The departments have also been told not to exceed their monthly expenditure limit beyond 15 percent for next two months.
The Laxmikant Parsekar-led state government has also imposed restrictions on organising state funded workshops, seminars and events.
Also departments have been asked to reduce their electricity and water bills and use of fuel for cars by at least 15 per cent.
Krishnamurthy said the directions are to ensure economic measures and rationalisation of expenditures in order to achieve the targets set in the Goa Fiscal Responsibility and Budget Management Act, 2006.
It has been brought to the notice of the government that departments have the tendency of indulging in bulk purchases at the fag end of the financial year, in order to incur expenditure of unspent budgetary provisions allotted for the financial year, the order said.
Most of the time, these provisions exceed requirements which lead to wasteful expenditure by the departments, it added.
Till March end, government has put ban on purchase of office infrastructures like furniture, computers, printers, telephones, office vehicles or any other items.

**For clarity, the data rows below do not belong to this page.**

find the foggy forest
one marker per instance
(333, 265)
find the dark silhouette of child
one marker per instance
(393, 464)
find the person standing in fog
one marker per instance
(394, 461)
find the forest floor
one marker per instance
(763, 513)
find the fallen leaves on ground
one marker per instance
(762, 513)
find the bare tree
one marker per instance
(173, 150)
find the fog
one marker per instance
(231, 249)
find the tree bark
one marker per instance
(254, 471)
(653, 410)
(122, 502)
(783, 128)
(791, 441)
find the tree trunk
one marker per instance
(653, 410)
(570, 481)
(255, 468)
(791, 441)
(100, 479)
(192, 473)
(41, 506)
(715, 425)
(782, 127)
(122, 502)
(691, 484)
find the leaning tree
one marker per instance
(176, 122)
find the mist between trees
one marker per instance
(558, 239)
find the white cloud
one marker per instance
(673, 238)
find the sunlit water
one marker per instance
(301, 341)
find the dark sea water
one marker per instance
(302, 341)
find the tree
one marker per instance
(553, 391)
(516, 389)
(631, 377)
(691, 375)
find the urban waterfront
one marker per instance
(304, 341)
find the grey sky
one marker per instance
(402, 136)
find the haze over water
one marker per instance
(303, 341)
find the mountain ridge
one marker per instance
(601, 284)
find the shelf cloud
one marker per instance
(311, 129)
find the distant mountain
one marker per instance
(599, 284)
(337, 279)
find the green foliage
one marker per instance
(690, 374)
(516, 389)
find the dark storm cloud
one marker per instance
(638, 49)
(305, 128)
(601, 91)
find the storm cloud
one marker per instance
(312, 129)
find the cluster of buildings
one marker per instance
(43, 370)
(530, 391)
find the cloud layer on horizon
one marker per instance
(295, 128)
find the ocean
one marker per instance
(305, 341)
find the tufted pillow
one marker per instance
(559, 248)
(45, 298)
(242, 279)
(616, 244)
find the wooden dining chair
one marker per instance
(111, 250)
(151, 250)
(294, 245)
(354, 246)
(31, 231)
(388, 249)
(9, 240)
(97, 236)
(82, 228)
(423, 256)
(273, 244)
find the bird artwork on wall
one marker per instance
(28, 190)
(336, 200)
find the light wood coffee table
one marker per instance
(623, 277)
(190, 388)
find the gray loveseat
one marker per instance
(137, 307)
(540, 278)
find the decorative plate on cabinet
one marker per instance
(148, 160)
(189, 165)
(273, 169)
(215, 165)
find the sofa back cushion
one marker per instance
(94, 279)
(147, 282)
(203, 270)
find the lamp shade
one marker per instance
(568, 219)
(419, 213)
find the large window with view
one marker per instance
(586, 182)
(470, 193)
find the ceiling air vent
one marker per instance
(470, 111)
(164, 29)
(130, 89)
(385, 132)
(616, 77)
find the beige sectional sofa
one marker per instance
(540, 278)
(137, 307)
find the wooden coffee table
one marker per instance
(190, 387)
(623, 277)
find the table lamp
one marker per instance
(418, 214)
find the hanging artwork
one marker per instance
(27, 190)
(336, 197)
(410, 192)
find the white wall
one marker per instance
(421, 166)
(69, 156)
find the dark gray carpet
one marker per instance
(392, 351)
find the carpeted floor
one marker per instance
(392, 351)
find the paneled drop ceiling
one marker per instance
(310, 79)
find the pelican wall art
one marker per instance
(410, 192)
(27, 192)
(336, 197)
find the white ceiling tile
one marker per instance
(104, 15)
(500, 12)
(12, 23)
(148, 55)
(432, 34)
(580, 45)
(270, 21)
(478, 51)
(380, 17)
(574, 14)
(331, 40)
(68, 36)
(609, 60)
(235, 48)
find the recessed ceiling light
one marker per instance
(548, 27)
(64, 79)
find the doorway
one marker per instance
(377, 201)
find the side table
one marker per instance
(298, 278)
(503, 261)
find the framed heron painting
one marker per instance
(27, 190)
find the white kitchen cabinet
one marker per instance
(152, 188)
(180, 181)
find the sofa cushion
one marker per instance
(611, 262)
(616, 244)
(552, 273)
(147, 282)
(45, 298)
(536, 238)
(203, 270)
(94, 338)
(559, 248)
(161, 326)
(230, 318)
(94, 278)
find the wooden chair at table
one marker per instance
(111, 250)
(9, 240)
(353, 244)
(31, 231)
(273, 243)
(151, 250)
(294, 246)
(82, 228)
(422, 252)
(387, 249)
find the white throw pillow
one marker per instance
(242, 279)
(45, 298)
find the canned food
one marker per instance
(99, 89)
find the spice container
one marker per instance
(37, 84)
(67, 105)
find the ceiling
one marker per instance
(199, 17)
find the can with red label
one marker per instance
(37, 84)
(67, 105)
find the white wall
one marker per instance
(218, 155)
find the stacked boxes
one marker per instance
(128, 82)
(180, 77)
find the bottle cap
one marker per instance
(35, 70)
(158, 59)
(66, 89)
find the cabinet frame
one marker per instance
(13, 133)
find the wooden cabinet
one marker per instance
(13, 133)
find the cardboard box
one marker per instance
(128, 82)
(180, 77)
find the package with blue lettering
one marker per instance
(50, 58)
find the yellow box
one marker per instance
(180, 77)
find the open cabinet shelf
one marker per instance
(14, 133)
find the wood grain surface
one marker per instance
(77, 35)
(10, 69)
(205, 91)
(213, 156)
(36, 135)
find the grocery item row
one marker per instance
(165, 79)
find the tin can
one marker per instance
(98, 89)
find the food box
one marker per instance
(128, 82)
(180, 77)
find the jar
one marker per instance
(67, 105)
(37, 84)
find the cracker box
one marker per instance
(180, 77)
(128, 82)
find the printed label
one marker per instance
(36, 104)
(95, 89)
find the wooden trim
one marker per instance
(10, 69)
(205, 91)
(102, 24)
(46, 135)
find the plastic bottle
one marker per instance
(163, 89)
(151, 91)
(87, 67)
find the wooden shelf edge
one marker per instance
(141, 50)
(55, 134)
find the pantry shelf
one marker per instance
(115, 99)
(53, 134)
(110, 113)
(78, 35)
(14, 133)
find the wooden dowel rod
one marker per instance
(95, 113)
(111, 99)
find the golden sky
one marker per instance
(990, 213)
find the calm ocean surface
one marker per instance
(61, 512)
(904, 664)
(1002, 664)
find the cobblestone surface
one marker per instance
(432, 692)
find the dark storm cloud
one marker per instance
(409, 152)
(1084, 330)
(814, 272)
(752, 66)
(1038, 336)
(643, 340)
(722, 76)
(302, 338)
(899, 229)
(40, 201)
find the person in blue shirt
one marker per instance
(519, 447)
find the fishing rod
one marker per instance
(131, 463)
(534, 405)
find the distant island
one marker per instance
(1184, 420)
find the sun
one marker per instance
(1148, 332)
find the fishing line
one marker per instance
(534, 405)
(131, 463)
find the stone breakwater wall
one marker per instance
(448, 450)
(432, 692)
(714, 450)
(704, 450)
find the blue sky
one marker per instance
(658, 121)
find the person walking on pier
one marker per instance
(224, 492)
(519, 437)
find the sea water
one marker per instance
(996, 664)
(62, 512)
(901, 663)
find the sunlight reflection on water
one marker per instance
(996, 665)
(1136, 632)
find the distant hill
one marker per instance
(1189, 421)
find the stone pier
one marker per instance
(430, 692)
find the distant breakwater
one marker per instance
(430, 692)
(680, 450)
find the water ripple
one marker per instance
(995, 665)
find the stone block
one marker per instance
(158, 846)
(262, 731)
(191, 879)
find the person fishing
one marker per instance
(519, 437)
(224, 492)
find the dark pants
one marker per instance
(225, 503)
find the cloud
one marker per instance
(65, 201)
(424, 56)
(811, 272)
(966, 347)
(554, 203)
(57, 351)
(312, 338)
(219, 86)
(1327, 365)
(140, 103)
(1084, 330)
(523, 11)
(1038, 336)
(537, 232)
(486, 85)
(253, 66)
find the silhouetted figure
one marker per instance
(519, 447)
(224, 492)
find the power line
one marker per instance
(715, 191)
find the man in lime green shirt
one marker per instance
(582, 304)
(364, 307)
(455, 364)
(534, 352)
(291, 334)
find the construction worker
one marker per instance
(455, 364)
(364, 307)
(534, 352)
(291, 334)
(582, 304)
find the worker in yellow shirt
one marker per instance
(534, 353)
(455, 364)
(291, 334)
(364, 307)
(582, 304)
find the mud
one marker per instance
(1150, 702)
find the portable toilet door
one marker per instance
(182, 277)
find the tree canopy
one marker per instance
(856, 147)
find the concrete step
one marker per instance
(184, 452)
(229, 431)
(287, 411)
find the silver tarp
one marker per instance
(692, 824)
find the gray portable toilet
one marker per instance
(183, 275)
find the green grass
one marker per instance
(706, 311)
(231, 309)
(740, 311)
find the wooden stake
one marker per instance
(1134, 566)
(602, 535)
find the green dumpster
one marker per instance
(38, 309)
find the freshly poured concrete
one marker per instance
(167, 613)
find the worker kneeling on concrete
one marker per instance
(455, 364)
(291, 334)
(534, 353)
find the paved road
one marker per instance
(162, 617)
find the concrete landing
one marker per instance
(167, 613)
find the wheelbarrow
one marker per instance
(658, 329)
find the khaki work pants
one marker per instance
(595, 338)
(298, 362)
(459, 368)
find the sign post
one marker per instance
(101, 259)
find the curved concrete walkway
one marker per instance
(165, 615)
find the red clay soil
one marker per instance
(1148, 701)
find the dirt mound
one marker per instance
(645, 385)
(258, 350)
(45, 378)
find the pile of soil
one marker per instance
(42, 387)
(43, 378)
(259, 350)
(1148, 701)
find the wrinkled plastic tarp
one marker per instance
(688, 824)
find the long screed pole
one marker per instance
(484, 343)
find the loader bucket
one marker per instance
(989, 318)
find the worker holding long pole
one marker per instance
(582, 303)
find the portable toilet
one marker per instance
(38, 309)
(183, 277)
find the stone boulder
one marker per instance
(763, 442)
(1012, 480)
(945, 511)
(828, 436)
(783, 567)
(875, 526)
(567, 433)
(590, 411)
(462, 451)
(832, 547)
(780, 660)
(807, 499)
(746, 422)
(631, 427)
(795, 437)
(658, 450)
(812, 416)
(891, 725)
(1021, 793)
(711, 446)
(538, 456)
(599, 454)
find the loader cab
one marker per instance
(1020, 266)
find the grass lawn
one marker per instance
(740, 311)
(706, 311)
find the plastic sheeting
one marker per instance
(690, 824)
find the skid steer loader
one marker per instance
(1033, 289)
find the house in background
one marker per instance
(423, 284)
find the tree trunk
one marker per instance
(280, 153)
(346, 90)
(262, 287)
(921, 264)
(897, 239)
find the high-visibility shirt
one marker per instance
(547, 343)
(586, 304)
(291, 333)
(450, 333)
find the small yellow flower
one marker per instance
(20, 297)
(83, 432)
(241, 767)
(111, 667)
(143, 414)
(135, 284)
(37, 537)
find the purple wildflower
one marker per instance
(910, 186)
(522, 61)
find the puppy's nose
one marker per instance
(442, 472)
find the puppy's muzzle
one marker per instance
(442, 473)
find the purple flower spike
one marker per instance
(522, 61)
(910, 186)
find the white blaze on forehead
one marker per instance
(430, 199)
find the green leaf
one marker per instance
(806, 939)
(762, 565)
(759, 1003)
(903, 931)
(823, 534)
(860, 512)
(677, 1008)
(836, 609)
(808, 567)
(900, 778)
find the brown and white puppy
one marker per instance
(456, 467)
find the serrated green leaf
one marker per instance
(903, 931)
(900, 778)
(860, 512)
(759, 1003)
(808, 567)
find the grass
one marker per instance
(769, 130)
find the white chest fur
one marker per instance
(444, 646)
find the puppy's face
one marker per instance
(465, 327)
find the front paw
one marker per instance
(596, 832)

These measures for rationalisation of expenditure are intended to curb unnecessary revenue expenditure and provide funds for developmental activities, Krishnamurthy said.
Government has said that for the ongoing financial year 2014-15, every department shall effect a 20 percent cut in non-plan expenditure excluding interest payments, re-payments of debts, salaries and pension.
No re-appropriation of funds to augment non-plan expenditure other than salaries and pensions shall be allowed during the current financial year, the order mentions.
It has also clarified that not more than one fourth of the budgetary estimates shall be spent in the last three months of this financial year, except under the flagship schemes of the government and advance payments or payments to contractors.